Nommé début mars secrétaire général adjoint chargé du dialogue politique et de la réconciliation, l’ancien patriote, responsable de la jeunesse au FPI et proche de Charles Blé Goudé, assume en effet son allégeance à la nouvelle direction, tout en conservant des liens avec les frondeurs.

Il existe désormais deux FPI : le sien, fidèle au leader exilé, et « l’autre », celui d’Affi N’Guessan, reconnu par les autorités.

« Faux ! rétorque l’un des principaux intéressés, Laurent Akoun. Aboudramane Sangaré et moi-même n’avons plus aucun contact avec les « Affinités » [les proches d’Affi]. Pascal Affi N’Guessan aime faire courir le bruit que nous sommes en contact, mais il n’en est rien. Ces gens ne font plus partie du FPI. » Car pour lui, à l’image des deux maisons bleues d’Attoban, il existe désormais deux FPI : le sien, fidèle au leader exilé, et « l’autre », celui d’Affi N’Guessan, reconnu par les autorités.

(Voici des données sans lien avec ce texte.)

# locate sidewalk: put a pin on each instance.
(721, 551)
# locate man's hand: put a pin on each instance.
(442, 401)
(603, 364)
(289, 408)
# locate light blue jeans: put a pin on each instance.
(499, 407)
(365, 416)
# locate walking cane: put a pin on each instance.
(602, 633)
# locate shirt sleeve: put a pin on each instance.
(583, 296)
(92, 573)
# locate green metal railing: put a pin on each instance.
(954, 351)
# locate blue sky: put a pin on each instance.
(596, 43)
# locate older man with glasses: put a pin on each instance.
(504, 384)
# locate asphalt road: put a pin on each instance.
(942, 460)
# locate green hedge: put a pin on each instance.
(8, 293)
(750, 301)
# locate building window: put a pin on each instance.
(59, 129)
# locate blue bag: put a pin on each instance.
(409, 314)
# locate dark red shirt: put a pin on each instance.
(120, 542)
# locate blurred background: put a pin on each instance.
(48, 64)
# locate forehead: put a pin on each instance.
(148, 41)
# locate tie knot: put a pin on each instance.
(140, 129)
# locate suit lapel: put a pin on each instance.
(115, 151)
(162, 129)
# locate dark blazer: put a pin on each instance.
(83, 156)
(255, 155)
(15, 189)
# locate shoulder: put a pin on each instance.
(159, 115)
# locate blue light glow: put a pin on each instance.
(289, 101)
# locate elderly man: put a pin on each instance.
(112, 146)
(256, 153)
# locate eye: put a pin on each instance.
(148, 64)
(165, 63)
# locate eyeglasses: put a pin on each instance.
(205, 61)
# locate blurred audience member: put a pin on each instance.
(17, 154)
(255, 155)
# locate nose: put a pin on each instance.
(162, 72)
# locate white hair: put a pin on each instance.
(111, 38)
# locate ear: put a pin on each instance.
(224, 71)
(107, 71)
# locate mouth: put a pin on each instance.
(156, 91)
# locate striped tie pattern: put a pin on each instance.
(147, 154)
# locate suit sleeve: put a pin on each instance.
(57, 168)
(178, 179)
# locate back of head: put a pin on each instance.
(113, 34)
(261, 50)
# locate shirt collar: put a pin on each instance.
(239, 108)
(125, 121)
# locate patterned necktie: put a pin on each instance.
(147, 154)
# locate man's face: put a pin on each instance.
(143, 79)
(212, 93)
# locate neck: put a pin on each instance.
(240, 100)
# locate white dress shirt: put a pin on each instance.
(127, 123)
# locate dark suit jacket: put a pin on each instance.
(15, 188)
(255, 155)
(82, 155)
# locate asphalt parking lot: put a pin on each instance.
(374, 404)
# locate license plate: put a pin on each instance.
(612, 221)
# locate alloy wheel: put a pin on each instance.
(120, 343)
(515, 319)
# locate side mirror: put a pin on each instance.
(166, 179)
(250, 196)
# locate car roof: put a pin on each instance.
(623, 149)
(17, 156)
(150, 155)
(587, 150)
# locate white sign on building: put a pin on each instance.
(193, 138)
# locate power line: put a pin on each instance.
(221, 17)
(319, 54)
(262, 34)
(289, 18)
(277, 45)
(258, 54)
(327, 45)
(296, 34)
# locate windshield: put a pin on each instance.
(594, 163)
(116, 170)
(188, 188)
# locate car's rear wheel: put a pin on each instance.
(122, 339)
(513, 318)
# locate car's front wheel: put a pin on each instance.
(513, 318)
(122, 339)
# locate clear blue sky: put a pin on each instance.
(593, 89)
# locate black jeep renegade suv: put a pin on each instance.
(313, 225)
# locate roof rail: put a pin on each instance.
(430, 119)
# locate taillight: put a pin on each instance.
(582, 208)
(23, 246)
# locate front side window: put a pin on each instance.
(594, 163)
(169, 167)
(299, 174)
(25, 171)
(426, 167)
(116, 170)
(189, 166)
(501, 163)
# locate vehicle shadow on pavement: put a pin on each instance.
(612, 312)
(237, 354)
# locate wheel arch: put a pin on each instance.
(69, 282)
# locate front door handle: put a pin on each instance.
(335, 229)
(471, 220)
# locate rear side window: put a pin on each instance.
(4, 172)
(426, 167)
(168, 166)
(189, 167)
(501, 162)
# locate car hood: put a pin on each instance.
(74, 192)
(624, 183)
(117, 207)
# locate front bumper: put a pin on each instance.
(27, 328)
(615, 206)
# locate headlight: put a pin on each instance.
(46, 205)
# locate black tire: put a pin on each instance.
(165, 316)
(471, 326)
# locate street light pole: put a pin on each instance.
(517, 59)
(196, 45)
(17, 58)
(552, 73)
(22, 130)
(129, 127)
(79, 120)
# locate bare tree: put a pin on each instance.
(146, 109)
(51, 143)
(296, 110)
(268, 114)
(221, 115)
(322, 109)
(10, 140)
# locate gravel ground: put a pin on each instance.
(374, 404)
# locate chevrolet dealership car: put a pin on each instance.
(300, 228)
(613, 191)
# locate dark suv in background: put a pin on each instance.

Un procès est actuellement en cours pour interdire aux frondeurs d’utiliser la marque FPI (lire pp. 85-86). « Cette guéguerre interne n’honore ni la mémoire des victimes de la crise ni celle de Laurent Gbagbo, emprisonné à La Haye », déplore Kouadio Konan Bertin (KKB). Le dissident du Parti démocratique de Côte d’Ivoire (PDCI), candidat à la dernière présidentielle, se dit en revanche prêt à participer au prochain congrès du FPI et, pourquoi pas, à travailler à la création d’une coalition de l’opposition.

De son côté, le FPI n’exclut pas de présenter aux législatives des candidats communs de l’opposition, avec tous les déçus du PDCI, voire du Rassemblement des républicains (RDR, parti présidentiel), même si cela s’annonce plus difficile. « Nous sommes unis, ils sont divisés ; nous avons un projet, ils n’en ont toujours pas. Ça ne peut que nous arranger », rétorque Joël N’Guessan, le porte-parole du RDR.